My Beef With RuboCop
Consider a hypothetical class that filters out unsafe HTML elements:
class SanitizingFilter < HTMLFilter
def render_element(name, attrs, content)
if safe?(name, attrs)
super
else
nil
end
end
end
The default RuboCop settings would have us change it to this:
class SanitizingFilter < HTMLFilter
def render_element(name, attrs, content)
super if safe?(name, attrs)
end
end
Let us feast on a three-course meal of opinion about why this is worse.
That nil
Was Written For A Purpose
My first beef — the hors d’oeuvre, if you will — is that
Style/EmptyElse
wants us to change from an explicit nil
return
value to an implicit one.
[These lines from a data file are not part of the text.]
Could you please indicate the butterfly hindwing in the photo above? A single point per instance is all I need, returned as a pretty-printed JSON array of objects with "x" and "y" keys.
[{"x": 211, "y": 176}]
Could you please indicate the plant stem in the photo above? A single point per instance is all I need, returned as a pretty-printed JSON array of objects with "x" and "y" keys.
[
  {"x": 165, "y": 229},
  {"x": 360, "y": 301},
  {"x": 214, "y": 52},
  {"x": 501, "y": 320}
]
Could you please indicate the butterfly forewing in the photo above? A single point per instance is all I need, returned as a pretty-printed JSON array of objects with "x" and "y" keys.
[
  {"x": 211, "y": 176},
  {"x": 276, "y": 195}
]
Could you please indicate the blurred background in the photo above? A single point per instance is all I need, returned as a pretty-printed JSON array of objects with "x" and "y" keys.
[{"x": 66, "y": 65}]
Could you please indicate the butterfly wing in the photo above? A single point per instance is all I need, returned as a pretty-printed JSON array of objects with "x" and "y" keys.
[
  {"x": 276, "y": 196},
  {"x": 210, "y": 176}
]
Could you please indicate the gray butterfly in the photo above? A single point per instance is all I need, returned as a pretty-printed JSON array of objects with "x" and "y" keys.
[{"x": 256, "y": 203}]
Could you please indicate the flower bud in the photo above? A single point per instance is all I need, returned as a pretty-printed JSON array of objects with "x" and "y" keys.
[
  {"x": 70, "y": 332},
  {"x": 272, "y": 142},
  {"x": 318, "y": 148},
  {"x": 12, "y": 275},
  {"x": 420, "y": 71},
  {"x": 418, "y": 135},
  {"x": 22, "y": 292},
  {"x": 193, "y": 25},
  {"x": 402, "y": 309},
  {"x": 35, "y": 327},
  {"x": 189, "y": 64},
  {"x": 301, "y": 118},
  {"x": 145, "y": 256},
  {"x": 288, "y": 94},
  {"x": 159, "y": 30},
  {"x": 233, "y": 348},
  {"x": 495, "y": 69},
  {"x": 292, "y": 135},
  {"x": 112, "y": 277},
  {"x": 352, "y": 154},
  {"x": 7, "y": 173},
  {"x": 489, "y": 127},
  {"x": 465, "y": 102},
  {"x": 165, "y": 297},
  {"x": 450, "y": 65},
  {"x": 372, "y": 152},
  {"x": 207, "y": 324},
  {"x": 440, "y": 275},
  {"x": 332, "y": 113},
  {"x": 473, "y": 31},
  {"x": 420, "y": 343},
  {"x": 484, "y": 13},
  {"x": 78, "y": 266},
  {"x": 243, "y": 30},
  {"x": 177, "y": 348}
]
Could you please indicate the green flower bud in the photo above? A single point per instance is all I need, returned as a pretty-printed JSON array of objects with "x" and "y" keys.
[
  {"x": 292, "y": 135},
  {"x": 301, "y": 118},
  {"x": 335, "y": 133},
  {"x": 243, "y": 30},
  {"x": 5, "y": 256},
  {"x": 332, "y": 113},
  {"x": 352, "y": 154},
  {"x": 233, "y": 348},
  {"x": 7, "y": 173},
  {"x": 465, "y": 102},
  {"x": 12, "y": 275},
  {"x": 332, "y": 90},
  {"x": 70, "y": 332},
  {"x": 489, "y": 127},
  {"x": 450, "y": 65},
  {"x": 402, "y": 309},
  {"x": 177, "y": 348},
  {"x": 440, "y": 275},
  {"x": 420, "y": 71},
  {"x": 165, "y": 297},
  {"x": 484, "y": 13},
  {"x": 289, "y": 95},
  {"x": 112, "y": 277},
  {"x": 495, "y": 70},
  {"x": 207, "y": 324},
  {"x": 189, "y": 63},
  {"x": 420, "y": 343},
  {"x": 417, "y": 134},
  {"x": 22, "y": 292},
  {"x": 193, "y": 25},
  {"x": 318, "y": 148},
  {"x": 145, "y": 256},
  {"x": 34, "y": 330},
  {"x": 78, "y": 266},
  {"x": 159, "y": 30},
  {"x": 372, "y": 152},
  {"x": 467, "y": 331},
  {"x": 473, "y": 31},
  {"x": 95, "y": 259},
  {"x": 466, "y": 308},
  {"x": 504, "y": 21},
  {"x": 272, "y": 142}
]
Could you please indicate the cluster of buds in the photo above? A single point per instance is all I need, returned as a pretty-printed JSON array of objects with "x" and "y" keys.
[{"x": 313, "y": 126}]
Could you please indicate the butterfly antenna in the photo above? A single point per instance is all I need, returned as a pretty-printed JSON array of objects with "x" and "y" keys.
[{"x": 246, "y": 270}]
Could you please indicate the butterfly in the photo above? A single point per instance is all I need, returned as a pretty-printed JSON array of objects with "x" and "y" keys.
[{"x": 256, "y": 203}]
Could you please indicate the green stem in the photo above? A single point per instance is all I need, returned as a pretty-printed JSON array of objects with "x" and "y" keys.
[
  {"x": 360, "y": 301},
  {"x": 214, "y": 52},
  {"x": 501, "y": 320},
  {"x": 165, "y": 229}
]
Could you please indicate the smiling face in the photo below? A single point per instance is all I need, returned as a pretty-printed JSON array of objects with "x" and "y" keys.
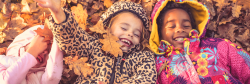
[
  {"x": 176, "y": 26},
  {"x": 127, "y": 27}
]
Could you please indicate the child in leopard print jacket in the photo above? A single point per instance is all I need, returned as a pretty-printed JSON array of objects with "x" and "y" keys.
[{"x": 137, "y": 64}]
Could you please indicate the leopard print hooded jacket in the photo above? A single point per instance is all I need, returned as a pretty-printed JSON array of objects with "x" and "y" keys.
[{"x": 135, "y": 66}]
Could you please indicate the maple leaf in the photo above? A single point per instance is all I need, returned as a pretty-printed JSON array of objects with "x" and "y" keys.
[
  {"x": 98, "y": 28},
  {"x": 45, "y": 32},
  {"x": 221, "y": 3},
  {"x": 245, "y": 3},
  {"x": 79, "y": 66},
  {"x": 110, "y": 45},
  {"x": 80, "y": 15},
  {"x": 108, "y": 3},
  {"x": 236, "y": 11},
  {"x": 3, "y": 50}
]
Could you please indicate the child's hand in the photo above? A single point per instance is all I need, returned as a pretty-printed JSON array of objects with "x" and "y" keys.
[{"x": 37, "y": 46}]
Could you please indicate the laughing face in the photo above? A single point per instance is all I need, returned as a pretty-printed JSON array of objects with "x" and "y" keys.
[
  {"x": 127, "y": 27},
  {"x": 176, "y": 27}
]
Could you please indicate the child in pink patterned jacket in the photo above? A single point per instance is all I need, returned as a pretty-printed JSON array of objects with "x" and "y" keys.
[
  {"x": 26, "y": 58},
  {"x": 183, "y": 56}
]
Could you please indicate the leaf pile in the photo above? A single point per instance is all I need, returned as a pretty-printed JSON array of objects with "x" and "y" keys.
[{"x": 230, "y": 19}]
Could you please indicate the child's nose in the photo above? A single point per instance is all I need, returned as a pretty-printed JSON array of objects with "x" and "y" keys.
[{"x": 179, "y": 29}]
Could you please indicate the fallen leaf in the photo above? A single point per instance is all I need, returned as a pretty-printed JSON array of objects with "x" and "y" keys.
[
  {"x": 98, "y": 28},
  {"x": 236, "y": 11},
  {"x": 3, "y": 22},
  {"x": 2, "y": 37},
  {"x": 221, "y": 3},
  {"x": 225, "y": 20},
  {"x": 79, "y": 66},
  {"x": 45, "y": 32},
  {"x": 3, "y": 51},
  {"x": 108, "y": 3},
  {"x": 80, "y": 15},
  {"x": 245, "y": 3},
  {"x": 110, "y": 45}
]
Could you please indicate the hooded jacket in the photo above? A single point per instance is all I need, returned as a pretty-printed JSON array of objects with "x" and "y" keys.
[
  {"x": 135, "y": 66},
  {"x": 202, "y": 60}
]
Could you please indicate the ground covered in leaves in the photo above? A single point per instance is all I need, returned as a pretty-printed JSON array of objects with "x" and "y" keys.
[{"x": 230, "y": 19}]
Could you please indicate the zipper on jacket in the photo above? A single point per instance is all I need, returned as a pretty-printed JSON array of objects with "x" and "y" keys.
[{"x": 116, "y": 62}]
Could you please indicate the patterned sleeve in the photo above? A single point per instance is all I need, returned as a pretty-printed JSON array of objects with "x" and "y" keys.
[
  {"x": 145, "y": 71},
  {"x": 236, "y": 60},
  {"x": 71, "y": 38}
]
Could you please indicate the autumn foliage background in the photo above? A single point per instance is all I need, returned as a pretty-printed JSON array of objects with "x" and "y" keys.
[{"x": 229, "y": 19}]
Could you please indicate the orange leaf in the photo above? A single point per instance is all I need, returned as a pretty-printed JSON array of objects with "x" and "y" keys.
[
  {"x": 45, "y": 32},
  {"x": 108, "y": 3},
  {"x": 236, "y": 10},
  {"x": 3, "y": 50},
  {"x": 110, "y": 45},
  {"x": 98, "y": 28},
  {"x": 80, "y": 15}
]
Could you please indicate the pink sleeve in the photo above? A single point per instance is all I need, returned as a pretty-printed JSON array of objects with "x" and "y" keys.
[
  {"x": 54, "y": 67},
  {"x": 235, "y": 60},
  {"x": 17, "y": 71}
]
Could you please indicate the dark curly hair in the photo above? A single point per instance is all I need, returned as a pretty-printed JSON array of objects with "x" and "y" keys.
[{"x": 172, "y": 5}]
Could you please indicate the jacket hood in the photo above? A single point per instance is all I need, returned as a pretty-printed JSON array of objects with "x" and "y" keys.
[{"x": 198, "y": 10}]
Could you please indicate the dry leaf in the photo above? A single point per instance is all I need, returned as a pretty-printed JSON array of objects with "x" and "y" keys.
[
  {"x": 98, "y": 28},
  {"x": 225, "y": 20},
  {"x": 108, "y": 3},
  {"x": 45, "y": 32},
  {"x": 79, "y": 66},
  {"x": 236, "y": 10},
  {"x": 2, "y": 37},
  {"x": 3, "y": 22},
  {"x": 221, "y": 3},
  {"x": 3, "y": 50},
  {"x": 80, "y": 15},
  {"x": 110, "y": 45}
]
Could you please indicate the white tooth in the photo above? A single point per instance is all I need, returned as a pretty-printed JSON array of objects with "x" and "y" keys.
[{"x": 179, "y": 39}]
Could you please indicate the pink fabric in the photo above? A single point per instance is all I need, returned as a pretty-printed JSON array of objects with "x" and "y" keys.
[{"x": 21, "y": 71}]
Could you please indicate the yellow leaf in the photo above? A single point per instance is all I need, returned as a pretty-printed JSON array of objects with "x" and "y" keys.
[
  {"x": 98, "y": 28},
  {"x": 108, "y": 3},
  {"x": 236, "y": 10},
  {"x": 80, "y": 15},
  {"x": 221, "y": 3},
  {"x": 110, "y": 45}
]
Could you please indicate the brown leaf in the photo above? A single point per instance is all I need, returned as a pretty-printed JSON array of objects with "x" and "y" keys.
[
  {"x": 80, "y": 15},
  {"x": 110, "y": 45},
  {"x": 245, "y": 3},
  {"x": 79, "y": 66},
  {"x": 236, "y": 11},
  {"x": 98, "y": 28},
  {"x": 45, "y": 32},
  {"x": 108, "y": 3},
  {"x": 225, "y": 20},
  {"x": 3, "y": 22},
  {"x": 221, "y": 3}
]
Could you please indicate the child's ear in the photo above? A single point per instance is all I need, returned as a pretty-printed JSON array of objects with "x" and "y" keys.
[{"x": 3, "y": 51}]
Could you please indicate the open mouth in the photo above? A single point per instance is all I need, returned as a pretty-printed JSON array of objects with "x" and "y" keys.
[
  {"x": 179, "y": 39},
  {"x": 126, "y": 42}
]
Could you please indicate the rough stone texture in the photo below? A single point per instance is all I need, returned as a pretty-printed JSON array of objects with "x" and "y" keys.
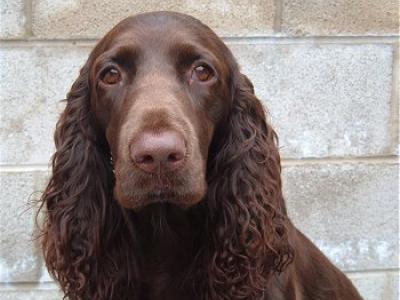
[
  {"x": 19, "y": 253},
  {"x": 340, "y": 17},
  {"x": 78, "y": 19},
  {"x": 30, "y": 93},
  {"x": 377, "y": 286},
  {"x": 12, "y": 19},
  {"x": 325, "y": 100},
  {"x": 31, "y": 293},
  {"x": 349, "y": 210}
]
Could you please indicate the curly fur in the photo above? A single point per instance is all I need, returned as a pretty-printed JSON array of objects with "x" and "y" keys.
[{"x": 235, "y": 243}]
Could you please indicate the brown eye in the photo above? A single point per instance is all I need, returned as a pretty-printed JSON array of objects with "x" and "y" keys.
[
  {"x": 202, "y": 73},
  {"x": 111, "y": 76}
]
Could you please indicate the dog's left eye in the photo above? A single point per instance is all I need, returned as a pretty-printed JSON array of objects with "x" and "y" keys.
[
  {"x": 111, "y": 76},
  {"x": 202, "y": 73}
]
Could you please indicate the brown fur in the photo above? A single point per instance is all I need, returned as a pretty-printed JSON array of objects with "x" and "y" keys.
[{"x": 215, "y": 229}]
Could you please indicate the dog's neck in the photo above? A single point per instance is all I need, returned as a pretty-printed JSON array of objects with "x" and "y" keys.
[{"x": 169, "y": 240}]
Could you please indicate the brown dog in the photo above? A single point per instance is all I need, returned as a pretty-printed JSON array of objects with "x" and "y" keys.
[{"x": 166, "y": 181}]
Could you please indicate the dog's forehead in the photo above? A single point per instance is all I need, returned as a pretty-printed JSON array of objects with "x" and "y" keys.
[{"x": 159, "y": 27}]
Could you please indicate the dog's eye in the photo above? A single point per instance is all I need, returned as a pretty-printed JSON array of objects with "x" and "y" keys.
[
  {"x": 111, "y": 76},
  {"x": 202, "y": 73}
]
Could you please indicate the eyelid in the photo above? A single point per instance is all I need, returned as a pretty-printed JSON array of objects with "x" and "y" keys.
[
  {"x": 104, "y": 69},
  {"x": 207, "y": 63},
  {"x": 201, "y": 62}
]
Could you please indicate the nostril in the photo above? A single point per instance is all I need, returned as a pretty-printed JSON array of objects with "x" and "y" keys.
[
  {"x": 158, "y": 152},
  {"x": 144, "y": 159},
  {"x": 174, "y": 157}
]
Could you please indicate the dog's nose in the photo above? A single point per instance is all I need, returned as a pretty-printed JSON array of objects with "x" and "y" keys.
[{"x": 158, "y": 152}]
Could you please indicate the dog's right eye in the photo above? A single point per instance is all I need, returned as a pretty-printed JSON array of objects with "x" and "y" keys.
[{"x": 111, "y": 76}]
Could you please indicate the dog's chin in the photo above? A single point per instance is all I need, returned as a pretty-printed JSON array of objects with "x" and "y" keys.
[{"x": 138, "y": 202}]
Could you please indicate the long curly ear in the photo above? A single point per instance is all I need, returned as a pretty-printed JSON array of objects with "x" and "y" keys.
[
  {"x": 245, "y": 202},
  {"x": 86, "y": 238}
]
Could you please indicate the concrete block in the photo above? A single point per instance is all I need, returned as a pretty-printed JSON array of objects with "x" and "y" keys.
[
  {"x": 92, "y": 19},
  {"x": 30, "y": 292},
  {"x": 324, "y": 99},
  {"x": 340, "y": 17},
  {"x": 12, "y": 19},
  {"x": 377, "y": 285},
  {"x": 20, "y": 257},
  {"x": 349, "y": 210},
  {"x": 31, "y": 92}
]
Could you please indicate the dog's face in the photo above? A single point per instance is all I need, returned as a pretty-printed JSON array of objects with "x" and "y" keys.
[{"x": 160, "y": 85}]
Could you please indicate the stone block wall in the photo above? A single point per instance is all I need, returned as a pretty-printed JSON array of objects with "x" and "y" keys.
[{"x": 328, "y": 71}]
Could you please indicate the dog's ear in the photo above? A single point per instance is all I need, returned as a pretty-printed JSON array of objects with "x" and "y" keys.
[
  {"x": 245, "y": 199},
  {"x": 86, "y": 241}
]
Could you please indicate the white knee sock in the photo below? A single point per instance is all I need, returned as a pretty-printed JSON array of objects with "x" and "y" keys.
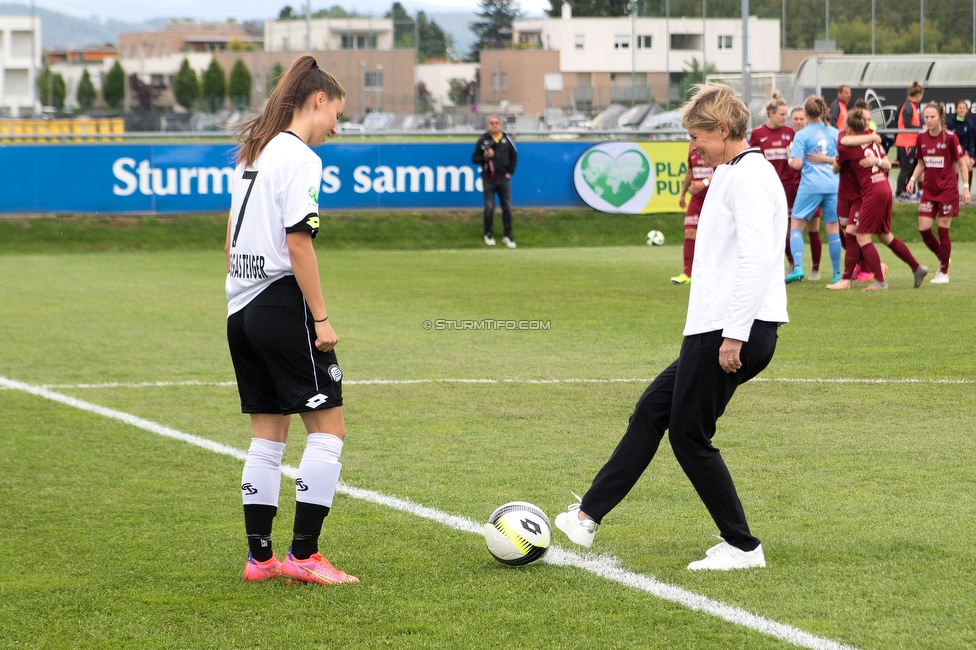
[
  {"x": 261, "y": 479},
  {"x": 318, "y": 473}
]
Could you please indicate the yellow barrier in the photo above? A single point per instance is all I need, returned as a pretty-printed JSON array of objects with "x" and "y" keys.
[{"x": 102, "y": 129}]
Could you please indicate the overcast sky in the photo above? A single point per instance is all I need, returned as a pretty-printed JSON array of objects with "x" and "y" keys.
[{"x": 209, "y": 10}]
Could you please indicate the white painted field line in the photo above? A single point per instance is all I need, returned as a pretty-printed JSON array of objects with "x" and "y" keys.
[
  {"x": 604, "y": 566},
  {"x": 404, "y": 382}
]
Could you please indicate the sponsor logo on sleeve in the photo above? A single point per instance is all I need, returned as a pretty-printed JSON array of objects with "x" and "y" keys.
[{"x": 335, "y": 373}]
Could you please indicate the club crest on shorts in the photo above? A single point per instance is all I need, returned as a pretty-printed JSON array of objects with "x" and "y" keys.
[
  {"x": 317, "y": 401},
  {"x": 335, "y": 373}
]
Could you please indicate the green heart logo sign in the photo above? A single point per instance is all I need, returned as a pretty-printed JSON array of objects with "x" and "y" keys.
[{"x": 615, "y": 177}]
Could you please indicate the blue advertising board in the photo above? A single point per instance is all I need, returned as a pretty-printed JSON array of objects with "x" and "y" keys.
[{"x": 132, "y": 178}]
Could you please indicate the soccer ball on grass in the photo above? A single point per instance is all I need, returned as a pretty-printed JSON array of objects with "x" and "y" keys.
[{"x": 518, "y": 534}]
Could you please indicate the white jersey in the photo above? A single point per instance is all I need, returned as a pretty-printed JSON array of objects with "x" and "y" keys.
[{"x": 277, "y": 195}]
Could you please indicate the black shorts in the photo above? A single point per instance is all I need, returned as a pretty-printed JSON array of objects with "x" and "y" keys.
[{"x": 272, "y": 346}]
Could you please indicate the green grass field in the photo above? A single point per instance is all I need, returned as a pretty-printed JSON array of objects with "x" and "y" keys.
[{"x": 852, "y": 456}]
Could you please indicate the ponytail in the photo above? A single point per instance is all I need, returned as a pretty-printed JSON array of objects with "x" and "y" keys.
[{"x": 303, "y": 79}]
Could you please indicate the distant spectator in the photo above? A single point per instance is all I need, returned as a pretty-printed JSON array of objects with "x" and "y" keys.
[
  {"x": 838, "y": 107},
  {"x": 965, "y": 130},
  {"x": 496, "y": 153},
  {"x": 909, "y": 118}
]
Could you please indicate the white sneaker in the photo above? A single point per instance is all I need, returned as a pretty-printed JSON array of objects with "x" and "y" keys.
[
  {"x": 724, "y": 556},
  {"x": 578, "y": 532}
]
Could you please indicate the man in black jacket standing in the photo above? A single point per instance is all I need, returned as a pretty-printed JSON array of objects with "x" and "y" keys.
[{"x": 496, "y": 153}]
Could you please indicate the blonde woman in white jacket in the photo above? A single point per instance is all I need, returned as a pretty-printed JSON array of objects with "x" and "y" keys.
[{"x": 736, "y": 304}]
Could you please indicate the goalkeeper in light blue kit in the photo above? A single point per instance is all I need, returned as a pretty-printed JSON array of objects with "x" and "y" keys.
[{"x": 814, "y": 151}]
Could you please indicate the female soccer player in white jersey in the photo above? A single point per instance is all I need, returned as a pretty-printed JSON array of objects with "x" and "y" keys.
[
  {"x": 939, "y": 157},
  {"x": 280, "y": 337}
]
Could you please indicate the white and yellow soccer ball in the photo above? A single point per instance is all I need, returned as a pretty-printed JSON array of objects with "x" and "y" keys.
[{"x": 518, "y": 534}]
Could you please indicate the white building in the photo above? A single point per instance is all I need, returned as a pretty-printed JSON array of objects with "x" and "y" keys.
[
  {"x": 328, "y": 34},
  {"x": 437, "y": 78},
  {"x": 20, "y": 61},
  {"x": 637, "y": 59}
]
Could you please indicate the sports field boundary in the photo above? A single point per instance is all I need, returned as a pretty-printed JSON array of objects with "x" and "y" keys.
[
  {"x": 604, "y": 566},
  {"x": 402, "y": 382}
]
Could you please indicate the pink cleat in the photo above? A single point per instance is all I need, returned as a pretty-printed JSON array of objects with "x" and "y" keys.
[
  {"x": 315, "y": 569},
  {"x": 267, "y": 570}
]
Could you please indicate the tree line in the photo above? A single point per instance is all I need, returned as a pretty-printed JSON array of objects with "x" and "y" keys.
[{"x": 207, "y": 91}]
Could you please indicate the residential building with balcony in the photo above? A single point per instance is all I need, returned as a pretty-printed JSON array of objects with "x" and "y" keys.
[
  {"x": 585, "y": 64},
  {"x": 20, "y": 61}
]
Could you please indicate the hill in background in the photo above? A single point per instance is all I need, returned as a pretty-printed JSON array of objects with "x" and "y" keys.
[{"x": 61, "y": 31}]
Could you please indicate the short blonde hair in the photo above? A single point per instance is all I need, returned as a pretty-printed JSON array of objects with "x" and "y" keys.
[
  {"x": 776, "y": 100},
  {"x": 713, "y": 104}
]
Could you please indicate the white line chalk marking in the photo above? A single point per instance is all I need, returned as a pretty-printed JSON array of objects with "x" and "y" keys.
[
  {"x": 403, "y": 382},
  {"x": 604, "y": 566}
]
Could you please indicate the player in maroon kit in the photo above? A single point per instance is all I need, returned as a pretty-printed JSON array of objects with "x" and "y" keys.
[
  {"x": 849, "y": 201},
  {"x": 940, "y": 157},
  {"x": 869, "y": 166},
  {"x": 697, "y": 178},
  {"x": 774, "y": 138}
]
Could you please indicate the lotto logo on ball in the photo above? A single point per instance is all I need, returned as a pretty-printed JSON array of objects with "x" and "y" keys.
[{"x": 518, "y": 534}]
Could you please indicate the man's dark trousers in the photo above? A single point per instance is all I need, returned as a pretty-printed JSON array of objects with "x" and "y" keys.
[{"x": 503, "y": 186}]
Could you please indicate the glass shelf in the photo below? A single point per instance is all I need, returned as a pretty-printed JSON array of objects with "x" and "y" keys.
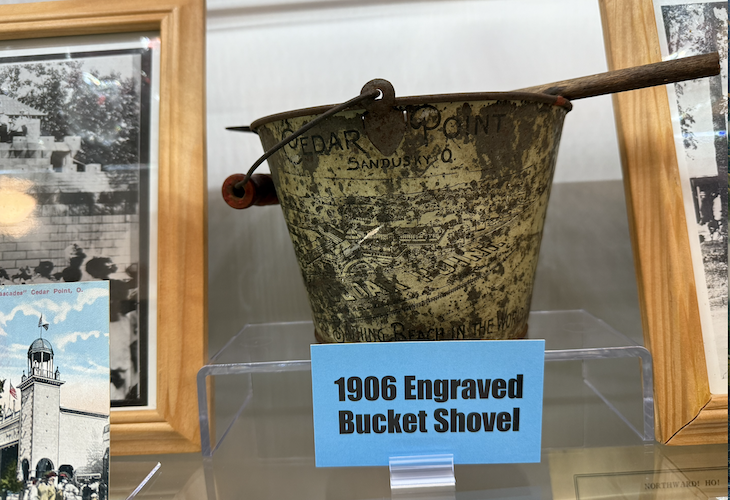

It says there is a “redundant
else-clause”. I’ll tell you what’s redundant: the Style/EmptyElse
cop.
This cop would prefer that the else
clause did not exist, like this:
class SanitizingFilter < HTMLFilter
def render_element(name, attrs, content)
if safe?(name, attrs)
super
end
end
end
In terms of behaviour at runtime, this is exactly the same. In terms of readability, it is not.
The explicit nil
in the original implementation implies that the
method is being called for its return value — that it’s probably
functional, with inconsequential side effects.
Making the nil
implicit says that the return value is not
important. This method now reads like it’s implemented by avoiding
side effects within super
.
So which one is it? Is the filter supposed to work by returning nil
,
or does it work by avoiding the side effects in the super
call?
These are very different behaviours, and RuboCop just changed the
human interpretation from the correct one to the wrong one.
Bad cop. No doughnut.
It’s Not A Guard Clause
My other beef (the main course) is with Style/GuardClause
. This cop
takes conditionals and turns one of the branches into a guard clause
— something like this:
class SanitizingFilter < HTMLFilter
def render_element(name, attrs, content)
return nil unless safe?(name, attrs)
super
end
end
Again, the runtime behaviour is identical, but the cop makes it less readable.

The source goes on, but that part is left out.